Somebody asked me at work this morning how it felt when I was running (I’m not sure if they were actually interested or if they were just being polite) and I can honestly say that it felt good – tough as hell, but a damn good run. The first 5km felt strong and steady, at the 6km marker my quads were aching, by 7km my lungs were aching, by 8km I started to feel pretty nauseous, by 9km I start to make some rather disturbing wheezing/grunting noises, and as I crossed the finish line and walked towards my spectating stepdad (who was frantically trying to take photos, a little shocked at me arriving 2 minutes ahead of schedule) I could barely form any words and had to have a little sit down. But throughout the race my pace hardly dropped, my legs felt strong, and I loved every second of it. There were moments when I thought I might have to do a little walk, and moments when I could feel my form was weakening and my knees weren’t picking up, but as soon as I noticed these drops in form – mental and physical – I somehow found the strength to pick it back up.

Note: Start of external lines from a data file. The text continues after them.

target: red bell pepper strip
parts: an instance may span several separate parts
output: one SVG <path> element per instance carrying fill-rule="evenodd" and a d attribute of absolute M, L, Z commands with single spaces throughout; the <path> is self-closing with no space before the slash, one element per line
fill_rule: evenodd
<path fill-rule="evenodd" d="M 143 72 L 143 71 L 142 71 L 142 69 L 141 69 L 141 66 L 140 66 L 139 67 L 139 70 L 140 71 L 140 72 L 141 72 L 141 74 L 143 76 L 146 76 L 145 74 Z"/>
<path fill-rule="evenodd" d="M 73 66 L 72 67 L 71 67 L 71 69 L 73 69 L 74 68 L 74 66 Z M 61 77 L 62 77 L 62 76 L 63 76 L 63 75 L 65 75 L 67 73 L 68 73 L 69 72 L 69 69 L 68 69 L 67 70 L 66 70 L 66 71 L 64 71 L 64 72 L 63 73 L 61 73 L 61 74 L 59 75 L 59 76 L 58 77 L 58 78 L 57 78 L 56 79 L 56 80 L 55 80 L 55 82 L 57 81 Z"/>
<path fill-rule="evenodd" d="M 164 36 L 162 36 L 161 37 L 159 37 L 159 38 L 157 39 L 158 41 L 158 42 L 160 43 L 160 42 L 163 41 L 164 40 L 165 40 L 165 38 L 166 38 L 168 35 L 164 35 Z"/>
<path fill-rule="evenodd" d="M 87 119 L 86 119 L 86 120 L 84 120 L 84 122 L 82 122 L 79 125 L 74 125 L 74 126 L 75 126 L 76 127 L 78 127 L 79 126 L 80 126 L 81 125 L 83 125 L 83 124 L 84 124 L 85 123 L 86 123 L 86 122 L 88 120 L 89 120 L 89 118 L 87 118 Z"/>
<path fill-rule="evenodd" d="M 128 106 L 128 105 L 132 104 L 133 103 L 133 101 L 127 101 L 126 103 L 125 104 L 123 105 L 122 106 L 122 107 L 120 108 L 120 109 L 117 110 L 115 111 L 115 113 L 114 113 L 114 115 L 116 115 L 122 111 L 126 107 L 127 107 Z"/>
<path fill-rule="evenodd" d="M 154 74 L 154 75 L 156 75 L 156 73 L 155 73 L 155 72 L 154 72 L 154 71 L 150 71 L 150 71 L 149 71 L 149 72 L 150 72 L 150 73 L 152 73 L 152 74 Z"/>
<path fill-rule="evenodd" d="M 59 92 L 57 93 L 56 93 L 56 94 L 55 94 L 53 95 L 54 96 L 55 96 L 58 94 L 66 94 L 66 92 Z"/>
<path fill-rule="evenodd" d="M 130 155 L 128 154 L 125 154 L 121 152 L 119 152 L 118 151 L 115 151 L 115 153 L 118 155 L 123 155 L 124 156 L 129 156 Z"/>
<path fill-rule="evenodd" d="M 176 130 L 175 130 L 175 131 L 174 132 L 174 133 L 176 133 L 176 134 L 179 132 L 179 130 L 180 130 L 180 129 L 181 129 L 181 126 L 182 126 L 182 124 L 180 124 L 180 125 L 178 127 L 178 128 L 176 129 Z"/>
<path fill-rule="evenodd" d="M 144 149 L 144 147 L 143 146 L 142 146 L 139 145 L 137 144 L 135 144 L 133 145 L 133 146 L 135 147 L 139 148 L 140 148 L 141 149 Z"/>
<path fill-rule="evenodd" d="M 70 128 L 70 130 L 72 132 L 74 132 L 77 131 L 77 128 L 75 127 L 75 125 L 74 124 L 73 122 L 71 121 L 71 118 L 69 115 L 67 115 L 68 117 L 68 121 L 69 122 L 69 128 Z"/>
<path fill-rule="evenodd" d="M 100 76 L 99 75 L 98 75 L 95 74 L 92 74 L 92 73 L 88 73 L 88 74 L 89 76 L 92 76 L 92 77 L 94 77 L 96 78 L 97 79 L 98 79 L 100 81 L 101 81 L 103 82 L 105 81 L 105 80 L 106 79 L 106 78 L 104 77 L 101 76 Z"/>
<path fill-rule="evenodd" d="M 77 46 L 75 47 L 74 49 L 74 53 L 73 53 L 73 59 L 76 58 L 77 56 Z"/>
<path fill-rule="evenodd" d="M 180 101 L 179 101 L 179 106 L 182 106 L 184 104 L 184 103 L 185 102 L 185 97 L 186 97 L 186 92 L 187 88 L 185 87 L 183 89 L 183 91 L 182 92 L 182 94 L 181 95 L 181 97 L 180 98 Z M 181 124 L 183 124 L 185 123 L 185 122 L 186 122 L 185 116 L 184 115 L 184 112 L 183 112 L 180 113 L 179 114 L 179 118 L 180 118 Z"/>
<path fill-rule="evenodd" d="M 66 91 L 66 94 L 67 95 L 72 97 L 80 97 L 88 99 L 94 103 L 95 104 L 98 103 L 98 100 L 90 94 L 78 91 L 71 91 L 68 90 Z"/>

Once I had sat down with a coffee after the race I took to Facebook to tell anyone that cared about my result (I do this a lot. Too much probably. My friends are very patient and put up with my constant running talk. Or they just ignore it.) My favourite comment from a fellow club runner: “You laugh in the face of 8 minute miling!”. Bloody hell, I thought as I read it. I’ve only just been introduced to 8 minute miling, but yeah… I do! I ran an average 7:52 pace for nearly 50 minutes. I really, honestly did not think that was a possibility. Going sub-50 minutes was a goal for next year, something that would require even more sweat and tears in training. But something ‘clicked’ during the race. I knew I was running too fast. My km splits were coming in 10-15 seconds short, but I just couldn’t slow it down. I kept falling back into a pace that felt nothing short of perfect. I am still wondering if it was a fluke or if I will be able to run a time like that again this year. I really hope I can.

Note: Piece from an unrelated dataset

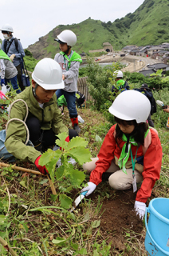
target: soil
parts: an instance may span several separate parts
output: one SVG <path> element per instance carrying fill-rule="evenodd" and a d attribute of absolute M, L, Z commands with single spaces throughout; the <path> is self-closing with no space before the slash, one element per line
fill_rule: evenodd
<path fill-rule="evenodd" d="M 104 198 L 102 202 L 100 226 L 102 236 L 108 243 L 111 242 L 112 248 L 119 254 L 124 252 L 126 254 L 123 255 L 133 255 L 133 252 L 130 254 L 127 251 L 127 239 L 133 234 L 136 236 L 136 233 L 137 238 L 143 242 L 144 238 L 141 233 L 145 233 L 143 221 L 133 210 L 136 193 L 133 193 L 132 189 L 110 191 L 109 198 Z M 94 193 L 91 199 L 96 202 L 98 194 Z"/>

I have found a rhythm in my training that works for me at the moment. The 30 minute lunchtime training sessions fit easily into my routine, their shortness suits my childlike attention span, and the variation that they inevitably require has improved the quality of my overall training. Furthermore, designing training sessions to do in these 30 minute lunchtime slots has required me to do more research and learn more about the techicalities of training, such as adjusting the speed I run my threshold reps at and designing an effective weight training circuit. I think that my training has been improved not only by the change to its frequency and content, but also by my improving knowledge and interest in the science behind it all.
So there you have it: the Cardiff 10K is an awesome event and I ran sub-49 minutes. This is a cheerful post isn’t it?! What kind of challenge should I be setting myself now?!
P.S. Apologies for the lack of photos – it was my stepdad’s first attempt at sports photography and he paid more attention to photographing my Mam than me. He did alright though, and his cheering was much appreciated!